With the progressive deterioration of cyber threats, collecting cyber threat intelligence (CTI) from open-source threat intelligence publishing platforms (OSTIPs) can help information security personnel grasp public opinions with specific pertinence, handle emergency events, and even confront the advanced persistent threats. However, due to the explosive growth of information shared on multi-type OSTIPs, manually collecting the CTI has had low efficiency.
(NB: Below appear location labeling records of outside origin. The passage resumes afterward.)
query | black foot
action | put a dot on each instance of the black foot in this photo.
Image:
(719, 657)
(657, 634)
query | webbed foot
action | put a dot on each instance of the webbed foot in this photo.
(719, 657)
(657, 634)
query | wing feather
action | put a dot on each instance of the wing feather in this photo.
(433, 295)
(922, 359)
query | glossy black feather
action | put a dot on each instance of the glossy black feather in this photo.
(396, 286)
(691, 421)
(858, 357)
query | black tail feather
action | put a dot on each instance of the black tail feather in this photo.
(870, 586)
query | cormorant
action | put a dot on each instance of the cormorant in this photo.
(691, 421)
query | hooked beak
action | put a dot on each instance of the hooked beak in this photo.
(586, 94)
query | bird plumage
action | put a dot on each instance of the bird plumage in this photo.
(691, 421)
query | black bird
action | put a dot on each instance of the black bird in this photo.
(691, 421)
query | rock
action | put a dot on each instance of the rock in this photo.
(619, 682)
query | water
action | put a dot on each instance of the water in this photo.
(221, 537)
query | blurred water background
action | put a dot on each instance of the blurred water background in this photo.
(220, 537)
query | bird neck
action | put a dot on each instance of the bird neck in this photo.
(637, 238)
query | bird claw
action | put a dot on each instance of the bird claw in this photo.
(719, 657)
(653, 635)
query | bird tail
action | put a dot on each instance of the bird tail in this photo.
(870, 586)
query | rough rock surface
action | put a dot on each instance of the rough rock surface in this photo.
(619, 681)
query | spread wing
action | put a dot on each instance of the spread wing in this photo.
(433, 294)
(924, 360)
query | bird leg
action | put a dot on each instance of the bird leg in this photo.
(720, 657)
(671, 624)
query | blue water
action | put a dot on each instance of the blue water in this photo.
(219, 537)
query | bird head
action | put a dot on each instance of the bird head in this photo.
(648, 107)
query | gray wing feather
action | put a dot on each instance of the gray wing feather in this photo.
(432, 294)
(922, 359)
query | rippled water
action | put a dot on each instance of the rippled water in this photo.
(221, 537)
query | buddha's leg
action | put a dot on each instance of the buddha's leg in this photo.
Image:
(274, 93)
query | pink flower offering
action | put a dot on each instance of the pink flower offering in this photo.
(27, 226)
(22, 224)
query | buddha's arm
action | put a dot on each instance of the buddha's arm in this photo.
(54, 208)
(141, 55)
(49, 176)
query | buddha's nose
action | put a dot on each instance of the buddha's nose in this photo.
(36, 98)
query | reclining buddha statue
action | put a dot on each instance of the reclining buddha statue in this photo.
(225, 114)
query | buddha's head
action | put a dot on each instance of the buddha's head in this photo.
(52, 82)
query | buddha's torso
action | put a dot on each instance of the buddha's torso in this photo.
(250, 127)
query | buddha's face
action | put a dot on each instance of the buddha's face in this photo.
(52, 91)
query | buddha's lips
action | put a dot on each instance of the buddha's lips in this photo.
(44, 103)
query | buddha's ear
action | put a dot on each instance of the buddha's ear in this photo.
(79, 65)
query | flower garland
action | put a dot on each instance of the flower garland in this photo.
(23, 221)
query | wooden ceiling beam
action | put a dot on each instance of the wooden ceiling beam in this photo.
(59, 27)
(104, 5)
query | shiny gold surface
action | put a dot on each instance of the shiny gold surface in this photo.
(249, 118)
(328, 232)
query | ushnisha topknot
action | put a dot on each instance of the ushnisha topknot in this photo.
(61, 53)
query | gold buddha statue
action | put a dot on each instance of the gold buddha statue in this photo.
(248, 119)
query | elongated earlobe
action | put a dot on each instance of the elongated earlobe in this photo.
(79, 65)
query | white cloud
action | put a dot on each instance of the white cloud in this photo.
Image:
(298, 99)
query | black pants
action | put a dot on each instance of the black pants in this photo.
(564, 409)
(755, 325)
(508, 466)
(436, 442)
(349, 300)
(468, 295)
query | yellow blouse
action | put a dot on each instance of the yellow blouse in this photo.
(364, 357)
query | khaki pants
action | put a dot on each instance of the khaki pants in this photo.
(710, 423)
Articles published on the OSTIPs are unstructured, leading to an imperative challenge to automatically gather CTI records only through natural language processing (NLP) methods. To remedy these limitations, this paper proposes an automatic approach to generate the CTI records based on multi-type OSTIPs (GCO), combing the NLP method, machine learning method, and cybersecurity threat intelligence knowledge. The experiment results demonstrate that the proposed GCO outperformed some state-of-the-art approaches on article classification and cybersecurity intelligence details (CSIs) extraction, with accuracy, precision, and recall all over 93%; finally, the generated records in the Neo4j-based CTI database can help reveal malicious threat groups.

Suggested Citation

  • Tianfang Sun & Pin Yang & Mengming Li & Shan Liao, 2021. "An Automatic Generation Approach of the Cyber Threat Intelligence Records Based on Multi-Source Information Fusion," Future Internet, MDPI, vol. 13(2), pages 1-19, February.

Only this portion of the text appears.